Keep an eye on the Lehman's non-electric catalog. I'm not sure whether you have looked there yet or not but I would recommend there. Prices can seem quite high but a lot of good tools are expensive. Try to buy used machines & tools too if you can, and learn to repair or make your own.
Thanks, I'll certainly checkout Lehman's catalog sometime in the future.

Out of curiosity, awhile ago I was thinking of looking into getting a typewriter, I probably won't for awhile because I want to save-up money for moving, publishing my book and other things; but what kind of typewriter would you recommend?
 

Gerontius

Well-Known Member
V.I.P Member
Out of curiosity, awhile ago I was thinking of looking into getting a typewriter, I probably won't for awhile because I want to save-up money for moving, publishing my book and other things; but what kind of typewriter would you recommend?

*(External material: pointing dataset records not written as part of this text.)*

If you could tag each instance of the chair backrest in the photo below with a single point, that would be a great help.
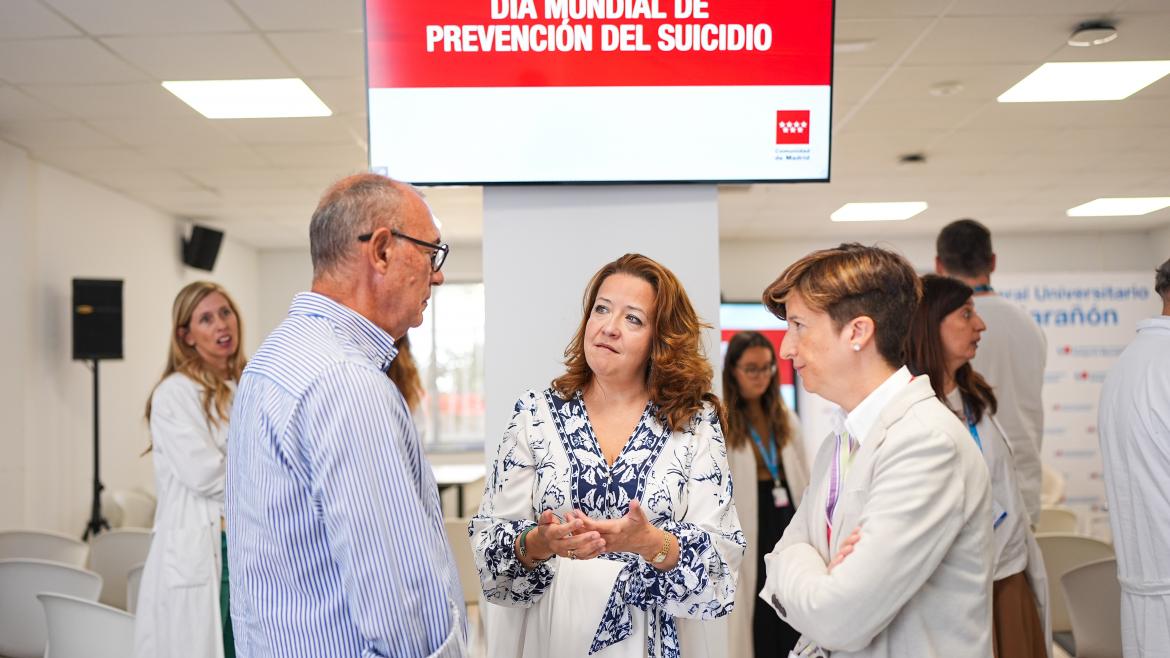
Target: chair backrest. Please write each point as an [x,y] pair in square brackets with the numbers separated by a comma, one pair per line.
[1093,596]
[1064,553]
[137,508]
[465,560]
[84,629]
[1057,520]
[112,554]
[42,545]
[22,631]
[133,580]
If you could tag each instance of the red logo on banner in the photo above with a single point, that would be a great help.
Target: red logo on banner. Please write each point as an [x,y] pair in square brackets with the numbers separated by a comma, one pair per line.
[792,127]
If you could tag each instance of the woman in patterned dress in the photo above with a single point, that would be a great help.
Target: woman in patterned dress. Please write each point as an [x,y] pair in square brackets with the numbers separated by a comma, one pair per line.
[607,525]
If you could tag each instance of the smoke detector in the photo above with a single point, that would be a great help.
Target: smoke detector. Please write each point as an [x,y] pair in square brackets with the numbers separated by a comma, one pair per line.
[1093,33]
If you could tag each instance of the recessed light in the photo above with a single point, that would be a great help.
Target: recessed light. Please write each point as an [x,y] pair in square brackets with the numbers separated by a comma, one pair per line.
[1085,81]
[249,98]
[886,211]
[1120,206]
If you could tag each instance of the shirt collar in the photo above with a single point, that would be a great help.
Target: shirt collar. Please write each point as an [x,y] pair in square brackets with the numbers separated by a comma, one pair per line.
[371,341]
[861,419]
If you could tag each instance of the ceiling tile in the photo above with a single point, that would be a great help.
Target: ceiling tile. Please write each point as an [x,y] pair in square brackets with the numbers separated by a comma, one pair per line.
[62,61]
[28,19]
[992,40]
[888,8]
[890,40]
[91,159]
[1088,8]
[342,157]
[15,104]
[307,130]
[343,95]
[210,56]
[53,135]
[304,14]
[979,83]
[205,156]
[193,132]
[323,54]
[139,100]
[151,16]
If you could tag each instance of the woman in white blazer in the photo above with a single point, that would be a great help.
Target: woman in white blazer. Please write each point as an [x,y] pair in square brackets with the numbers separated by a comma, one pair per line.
[944,336]
[183,598]
[769,472]
[889,552]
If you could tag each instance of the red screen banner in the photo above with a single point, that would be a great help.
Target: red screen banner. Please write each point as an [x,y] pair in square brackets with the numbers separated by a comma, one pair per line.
[599,42]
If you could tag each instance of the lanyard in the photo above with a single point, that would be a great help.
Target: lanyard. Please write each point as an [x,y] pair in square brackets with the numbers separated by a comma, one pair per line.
[971,427]
[771,457]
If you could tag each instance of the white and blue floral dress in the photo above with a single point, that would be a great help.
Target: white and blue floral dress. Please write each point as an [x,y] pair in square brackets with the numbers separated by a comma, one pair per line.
[617,604]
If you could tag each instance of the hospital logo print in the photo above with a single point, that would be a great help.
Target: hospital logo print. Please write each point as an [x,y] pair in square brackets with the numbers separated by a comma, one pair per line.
[792,127]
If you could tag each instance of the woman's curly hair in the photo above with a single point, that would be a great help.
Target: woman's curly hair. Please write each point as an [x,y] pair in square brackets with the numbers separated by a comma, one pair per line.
[678,374]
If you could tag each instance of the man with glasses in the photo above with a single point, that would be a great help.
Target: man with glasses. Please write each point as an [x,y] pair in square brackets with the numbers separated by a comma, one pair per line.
[337,540]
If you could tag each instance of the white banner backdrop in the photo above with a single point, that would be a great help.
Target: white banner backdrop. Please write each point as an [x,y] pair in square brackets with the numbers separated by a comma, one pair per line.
[1088,319]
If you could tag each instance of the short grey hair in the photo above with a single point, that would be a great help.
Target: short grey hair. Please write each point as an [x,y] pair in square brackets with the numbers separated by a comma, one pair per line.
[1162,280]
[353,205]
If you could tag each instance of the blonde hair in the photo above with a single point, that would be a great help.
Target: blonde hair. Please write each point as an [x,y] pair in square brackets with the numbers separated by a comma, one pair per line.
[404,372]
[853,280]
[678,375]
[184,358]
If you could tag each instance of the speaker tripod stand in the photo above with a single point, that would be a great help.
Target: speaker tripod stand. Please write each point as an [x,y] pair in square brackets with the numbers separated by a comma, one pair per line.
[96,521]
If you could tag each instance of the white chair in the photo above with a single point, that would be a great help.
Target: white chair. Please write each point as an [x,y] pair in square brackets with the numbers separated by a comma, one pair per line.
[133,580]
[137,508]
[468,576]
[1093,596]
[1058,519]
[1062,553]
[42,545]
[21,622]
[84,629]
[112,554]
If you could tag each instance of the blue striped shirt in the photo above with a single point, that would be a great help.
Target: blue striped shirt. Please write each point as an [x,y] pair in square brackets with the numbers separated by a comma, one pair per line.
[336,537]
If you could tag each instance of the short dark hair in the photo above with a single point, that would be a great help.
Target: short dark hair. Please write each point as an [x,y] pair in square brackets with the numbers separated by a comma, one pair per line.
[964,248]
[850,281]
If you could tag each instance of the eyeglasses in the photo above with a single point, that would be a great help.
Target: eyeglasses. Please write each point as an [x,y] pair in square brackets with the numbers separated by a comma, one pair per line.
[439,251]
[755,371]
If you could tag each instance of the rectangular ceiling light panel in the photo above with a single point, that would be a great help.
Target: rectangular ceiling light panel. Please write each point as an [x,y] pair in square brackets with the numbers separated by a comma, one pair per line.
[1085,81]
[249,98]
[1120,206]
[889,211]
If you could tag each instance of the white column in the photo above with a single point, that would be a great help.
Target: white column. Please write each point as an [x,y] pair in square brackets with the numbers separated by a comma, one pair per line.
[542,245]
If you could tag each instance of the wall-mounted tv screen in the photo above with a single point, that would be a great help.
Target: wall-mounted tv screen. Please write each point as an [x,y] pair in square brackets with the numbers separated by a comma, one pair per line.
[514,91]
[749,316]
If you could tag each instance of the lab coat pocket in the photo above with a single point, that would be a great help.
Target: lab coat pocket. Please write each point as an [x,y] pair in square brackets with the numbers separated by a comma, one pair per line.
[190,557]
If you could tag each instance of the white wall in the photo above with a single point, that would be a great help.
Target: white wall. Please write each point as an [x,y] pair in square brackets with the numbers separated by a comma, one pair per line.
[748,267]
[66,227]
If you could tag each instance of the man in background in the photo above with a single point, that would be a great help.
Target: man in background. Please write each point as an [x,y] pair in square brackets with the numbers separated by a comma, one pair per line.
[1012,351]
[1134,425]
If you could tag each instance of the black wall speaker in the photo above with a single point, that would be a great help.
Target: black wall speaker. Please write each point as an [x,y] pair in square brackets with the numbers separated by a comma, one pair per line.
[202,248]
[97,319]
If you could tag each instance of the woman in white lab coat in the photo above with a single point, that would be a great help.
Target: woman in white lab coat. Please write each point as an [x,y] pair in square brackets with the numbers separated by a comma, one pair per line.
[943,338]
[183,597]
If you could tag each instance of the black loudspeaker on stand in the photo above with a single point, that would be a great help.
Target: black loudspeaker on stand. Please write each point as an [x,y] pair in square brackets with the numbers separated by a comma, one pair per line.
[96,336]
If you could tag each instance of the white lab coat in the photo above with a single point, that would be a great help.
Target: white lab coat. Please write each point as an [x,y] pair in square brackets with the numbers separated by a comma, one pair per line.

I would not recommend a typewriter; haven't got any current experience with the models in production now. Always favored certain brands but what I loved & worked with, other people hated, and vice versa. Wouldn't give you fifty cents for an Olivetti Valentine, but that's a sought-after machine in the trade. But the first draft of my first book was punched together on a battleship gray Royal standard held together by shoelaces and hope, with a bicycle tire for the platen roller--it leaked oil, smelled of mouse, and had cancerous patches of rust and corrosion growing through the paint, and I wouldn't rightly recommend that to anyone either, but it was the best typewriter I owned then because it was the only typewriter that I had or could find.

For you, after reading your work in that one thread, I recommend you listen to @Darkkin & prioritize the craft instead of fetishizing the tools of the trade. By the time you are passing decent as a writer you'll know how fast you write, how long you like to spend at it, all that, and--then you will be able to decide what works best for you.
 

RotanotNino

Active Member
Chile sounds like an interesting country. Are you immediately eligible for citizenship there? With the Mercosur agreements in place traveling throughout South America is pretty easy for citizens of the signatories assuming money is not an obstacle.